Final answer:
Side effects reported after a drug has been marketed are known as Postmarketing experience. This is a critical phase where drug safety and efficacy continue to be assessed based on real-world use, and any adverse events must be reported to the FDA.
Step-by-step explanation:
Side effects reported AFTER a drug has come to market are known as B) Postmarketing experience.
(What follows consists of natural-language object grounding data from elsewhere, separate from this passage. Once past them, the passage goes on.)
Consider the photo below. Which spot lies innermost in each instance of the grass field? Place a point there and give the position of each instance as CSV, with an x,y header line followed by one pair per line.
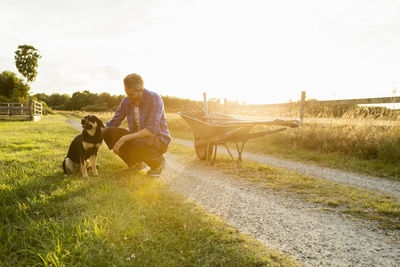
x,y
116,219
383,209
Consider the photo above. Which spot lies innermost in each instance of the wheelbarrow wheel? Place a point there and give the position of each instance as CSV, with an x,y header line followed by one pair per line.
x,y
201,150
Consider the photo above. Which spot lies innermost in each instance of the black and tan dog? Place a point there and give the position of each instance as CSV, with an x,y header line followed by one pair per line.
x,y
84,146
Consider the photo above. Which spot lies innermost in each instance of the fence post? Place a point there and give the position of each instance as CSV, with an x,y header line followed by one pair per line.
x,y
31,108
205,104
302,103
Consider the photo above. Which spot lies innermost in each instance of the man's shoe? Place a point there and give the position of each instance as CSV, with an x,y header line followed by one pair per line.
x,y
157,171
137,166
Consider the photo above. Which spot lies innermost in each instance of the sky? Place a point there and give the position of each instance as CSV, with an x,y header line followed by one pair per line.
x,y
253,51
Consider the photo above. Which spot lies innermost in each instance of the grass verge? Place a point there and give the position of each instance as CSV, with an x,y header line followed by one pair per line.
x,y
383,209
116,219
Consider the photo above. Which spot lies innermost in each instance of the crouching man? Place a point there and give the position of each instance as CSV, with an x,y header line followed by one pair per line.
x,y
148,136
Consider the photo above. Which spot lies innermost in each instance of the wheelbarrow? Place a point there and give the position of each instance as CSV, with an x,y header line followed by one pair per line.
x,y
220,129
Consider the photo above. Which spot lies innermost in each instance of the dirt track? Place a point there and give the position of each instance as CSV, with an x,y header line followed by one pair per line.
x,y
310,235
358,180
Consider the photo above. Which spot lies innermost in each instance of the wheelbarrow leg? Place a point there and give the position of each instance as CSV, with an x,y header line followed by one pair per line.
x,y
240,151
230,154
215,154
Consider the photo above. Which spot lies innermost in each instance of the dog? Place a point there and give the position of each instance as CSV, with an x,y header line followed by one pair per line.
x,y
84,146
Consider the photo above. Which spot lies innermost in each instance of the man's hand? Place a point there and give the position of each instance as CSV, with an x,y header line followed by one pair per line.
x,y
118,144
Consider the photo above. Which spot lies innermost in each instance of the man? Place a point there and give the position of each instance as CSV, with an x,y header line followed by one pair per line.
x,y
148,136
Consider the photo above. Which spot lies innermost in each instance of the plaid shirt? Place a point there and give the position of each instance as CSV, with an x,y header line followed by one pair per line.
x,y
151,116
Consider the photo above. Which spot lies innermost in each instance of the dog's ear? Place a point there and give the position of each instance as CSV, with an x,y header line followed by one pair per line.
x,y
100,123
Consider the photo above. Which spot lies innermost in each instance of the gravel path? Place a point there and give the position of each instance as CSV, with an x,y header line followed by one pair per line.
x,y
358,180
303,230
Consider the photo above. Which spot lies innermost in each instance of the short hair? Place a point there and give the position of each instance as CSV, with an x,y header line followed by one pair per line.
x,y
133,81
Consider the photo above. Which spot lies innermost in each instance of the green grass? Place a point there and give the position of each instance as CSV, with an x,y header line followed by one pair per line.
x,y
121,219
334,145
383,209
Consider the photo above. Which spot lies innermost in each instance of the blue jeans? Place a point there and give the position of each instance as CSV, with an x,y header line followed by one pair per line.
x,y
148,149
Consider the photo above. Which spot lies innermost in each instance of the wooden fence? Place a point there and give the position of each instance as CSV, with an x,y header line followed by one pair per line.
x,y
21,111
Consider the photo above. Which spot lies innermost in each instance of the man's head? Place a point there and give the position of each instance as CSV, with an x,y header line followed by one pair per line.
x,y
133,87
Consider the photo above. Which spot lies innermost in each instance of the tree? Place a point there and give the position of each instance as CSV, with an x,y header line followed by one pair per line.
x,y
26,61
12,88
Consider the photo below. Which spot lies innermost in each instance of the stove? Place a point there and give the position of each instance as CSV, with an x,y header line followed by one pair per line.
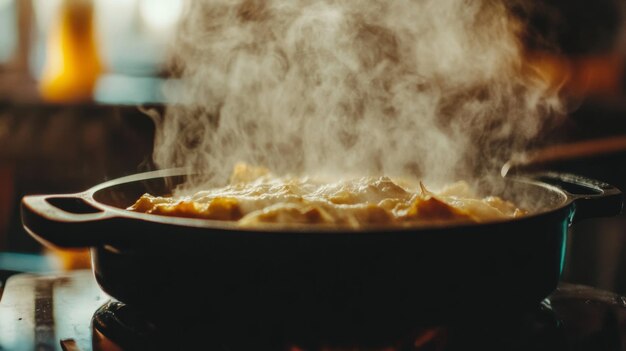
x,y
69,312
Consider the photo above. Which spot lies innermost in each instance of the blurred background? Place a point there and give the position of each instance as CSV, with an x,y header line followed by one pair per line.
x,y
76,76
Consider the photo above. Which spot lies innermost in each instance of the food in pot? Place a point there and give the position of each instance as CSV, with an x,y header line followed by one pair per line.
x,y
255,196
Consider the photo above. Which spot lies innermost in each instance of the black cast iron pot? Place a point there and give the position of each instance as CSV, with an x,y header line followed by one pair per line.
x,y
313,283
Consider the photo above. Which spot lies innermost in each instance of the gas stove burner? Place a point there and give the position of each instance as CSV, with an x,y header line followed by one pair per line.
x,y
129,329
69,310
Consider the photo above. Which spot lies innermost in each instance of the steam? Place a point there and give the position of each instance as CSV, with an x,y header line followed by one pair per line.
x,y
432,89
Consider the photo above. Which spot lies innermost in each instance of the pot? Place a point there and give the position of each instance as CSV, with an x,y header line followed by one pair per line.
x,y
319,284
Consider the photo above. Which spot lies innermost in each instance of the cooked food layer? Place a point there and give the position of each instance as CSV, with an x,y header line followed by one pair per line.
x,y
255,196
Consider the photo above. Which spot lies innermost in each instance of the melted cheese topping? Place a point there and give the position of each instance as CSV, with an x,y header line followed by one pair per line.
x,y
255,196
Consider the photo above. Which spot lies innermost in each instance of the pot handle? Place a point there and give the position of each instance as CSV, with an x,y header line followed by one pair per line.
x,y
68,221
593,198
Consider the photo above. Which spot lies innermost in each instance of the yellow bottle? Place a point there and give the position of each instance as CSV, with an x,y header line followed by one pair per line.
x,y
72,64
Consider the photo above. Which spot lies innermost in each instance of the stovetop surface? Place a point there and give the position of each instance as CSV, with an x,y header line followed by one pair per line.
x,y
70,312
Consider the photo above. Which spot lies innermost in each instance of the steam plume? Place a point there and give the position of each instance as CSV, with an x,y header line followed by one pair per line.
x,y
434,89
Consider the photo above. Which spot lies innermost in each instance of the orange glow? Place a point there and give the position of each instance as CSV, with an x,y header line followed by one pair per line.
x,y
591,75
72,63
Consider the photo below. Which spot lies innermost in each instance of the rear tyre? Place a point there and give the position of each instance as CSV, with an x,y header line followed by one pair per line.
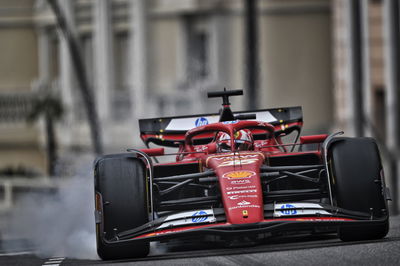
x,y
357,183
120,179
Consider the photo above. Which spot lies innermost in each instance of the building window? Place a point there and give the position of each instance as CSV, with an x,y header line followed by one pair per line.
x,y
197,48
121,97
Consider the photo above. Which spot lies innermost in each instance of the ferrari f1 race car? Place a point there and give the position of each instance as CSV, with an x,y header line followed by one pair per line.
x,y
237,177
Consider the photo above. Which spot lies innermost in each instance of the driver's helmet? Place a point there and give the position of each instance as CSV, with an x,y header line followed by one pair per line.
x,y
243,141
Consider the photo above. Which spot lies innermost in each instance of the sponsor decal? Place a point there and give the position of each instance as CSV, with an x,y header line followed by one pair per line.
x,y
241,191
201,121
230,122
240,182
197,219
293,209
200,148
243,202
188,217
238,174
287,209
237,157
238,162
234,197
243,187
244,206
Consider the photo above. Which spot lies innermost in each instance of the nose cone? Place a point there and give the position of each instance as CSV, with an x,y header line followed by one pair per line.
x,y
240,185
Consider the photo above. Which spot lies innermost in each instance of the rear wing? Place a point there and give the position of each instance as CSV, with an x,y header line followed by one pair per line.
x,y
170,131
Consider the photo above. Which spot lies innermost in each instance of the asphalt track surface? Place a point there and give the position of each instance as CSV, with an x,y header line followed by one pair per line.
x,y
315,250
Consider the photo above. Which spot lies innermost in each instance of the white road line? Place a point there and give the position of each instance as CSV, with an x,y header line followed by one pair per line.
x,y
54,261
16,253
60,258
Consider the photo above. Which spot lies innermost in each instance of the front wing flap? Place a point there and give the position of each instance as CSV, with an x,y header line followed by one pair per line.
x,y
288,216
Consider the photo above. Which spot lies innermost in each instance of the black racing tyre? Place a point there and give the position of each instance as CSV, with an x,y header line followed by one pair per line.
x,y
357,184
120,179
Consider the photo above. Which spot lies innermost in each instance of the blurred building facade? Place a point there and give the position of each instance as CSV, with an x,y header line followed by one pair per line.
x,y
159,57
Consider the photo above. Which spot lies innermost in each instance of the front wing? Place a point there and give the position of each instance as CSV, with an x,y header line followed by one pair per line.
x,y
282,217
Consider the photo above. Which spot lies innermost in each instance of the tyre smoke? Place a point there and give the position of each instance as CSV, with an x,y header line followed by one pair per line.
x,y
60,223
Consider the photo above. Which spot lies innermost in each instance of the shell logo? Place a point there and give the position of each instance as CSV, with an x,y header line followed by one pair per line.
x,y
239,174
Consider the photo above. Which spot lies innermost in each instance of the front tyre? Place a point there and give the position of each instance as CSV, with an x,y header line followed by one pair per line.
x,y
358,185
120,185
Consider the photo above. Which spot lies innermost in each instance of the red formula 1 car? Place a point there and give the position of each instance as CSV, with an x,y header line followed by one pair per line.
x,y
236,178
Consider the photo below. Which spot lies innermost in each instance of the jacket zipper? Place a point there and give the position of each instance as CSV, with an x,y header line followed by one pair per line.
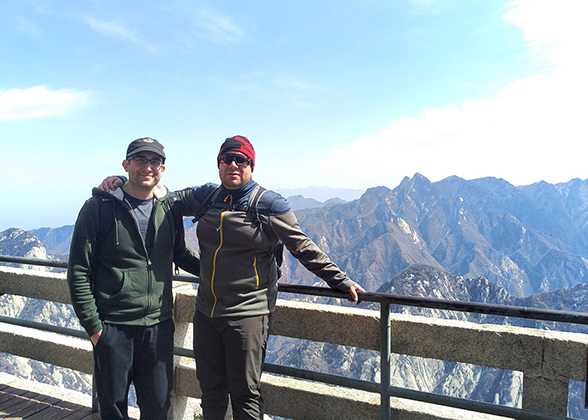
x,y
149,273
220,230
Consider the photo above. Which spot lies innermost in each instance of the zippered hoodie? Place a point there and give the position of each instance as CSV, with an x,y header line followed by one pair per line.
x,y
116,281
238,275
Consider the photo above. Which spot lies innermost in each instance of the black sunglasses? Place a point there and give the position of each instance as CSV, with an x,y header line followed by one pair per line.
x,y
240,160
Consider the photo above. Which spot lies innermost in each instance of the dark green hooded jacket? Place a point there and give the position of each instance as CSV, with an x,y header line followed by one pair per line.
x,y
116,281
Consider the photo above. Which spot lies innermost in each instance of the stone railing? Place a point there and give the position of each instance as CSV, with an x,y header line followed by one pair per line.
x,y
548,360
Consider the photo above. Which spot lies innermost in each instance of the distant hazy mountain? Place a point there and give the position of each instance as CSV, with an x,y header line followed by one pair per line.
x,y
322,193
298,202
526,239
19,243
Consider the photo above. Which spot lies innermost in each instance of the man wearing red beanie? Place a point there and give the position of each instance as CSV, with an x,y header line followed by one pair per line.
x,y
240,225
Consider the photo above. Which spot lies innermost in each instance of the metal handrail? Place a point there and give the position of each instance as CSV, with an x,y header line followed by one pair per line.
x,y
385,300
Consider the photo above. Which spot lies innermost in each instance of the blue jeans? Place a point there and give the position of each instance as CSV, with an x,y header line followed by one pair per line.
x,y
143,356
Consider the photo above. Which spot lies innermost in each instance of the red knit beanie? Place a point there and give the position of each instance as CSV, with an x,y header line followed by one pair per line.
x,y
240,143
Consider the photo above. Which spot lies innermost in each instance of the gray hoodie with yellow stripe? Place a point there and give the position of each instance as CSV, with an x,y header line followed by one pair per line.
x,y
238,272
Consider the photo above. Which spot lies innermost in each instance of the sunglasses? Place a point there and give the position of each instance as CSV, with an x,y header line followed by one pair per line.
x,y
240,160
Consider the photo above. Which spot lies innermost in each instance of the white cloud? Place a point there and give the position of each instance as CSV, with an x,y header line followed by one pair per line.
x,y
217,27
38,101
534,129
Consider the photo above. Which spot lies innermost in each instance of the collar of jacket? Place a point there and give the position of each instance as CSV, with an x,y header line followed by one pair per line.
x,y
160,193
239,194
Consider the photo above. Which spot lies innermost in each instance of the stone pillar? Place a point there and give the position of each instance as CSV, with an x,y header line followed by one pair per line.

This term refers to the monitoring of drugs after they have been approved by the Food and Drug Administration (FDA) and made available to the public. It's during this period that the postmarket safety surveillance occurs, where companies continue to monitor their drugs for long-term safety and in various subgroups of patients. Adverse drug experiences discovered post-approval must be reported to the FDA, often resulting from larger and more diverse patient populations using the drug compared to premarket testing.
It is essential that companies maintain a fair balance in their advertising, highlighting both the benefits and risks of their drugs, only promoting them for the indications approved by the FDA. Off-label refers to drug usage for indications not approved by the FDA, which is not part of the postmarketing experience.
Postmarketing experience is integral to the process of ensuring drug safety and efficacy, as it continues the assessment of the drug's performance in real-world conditions. This post-approval period can also include Phase IV trials or other risk management plans as required by the FDA.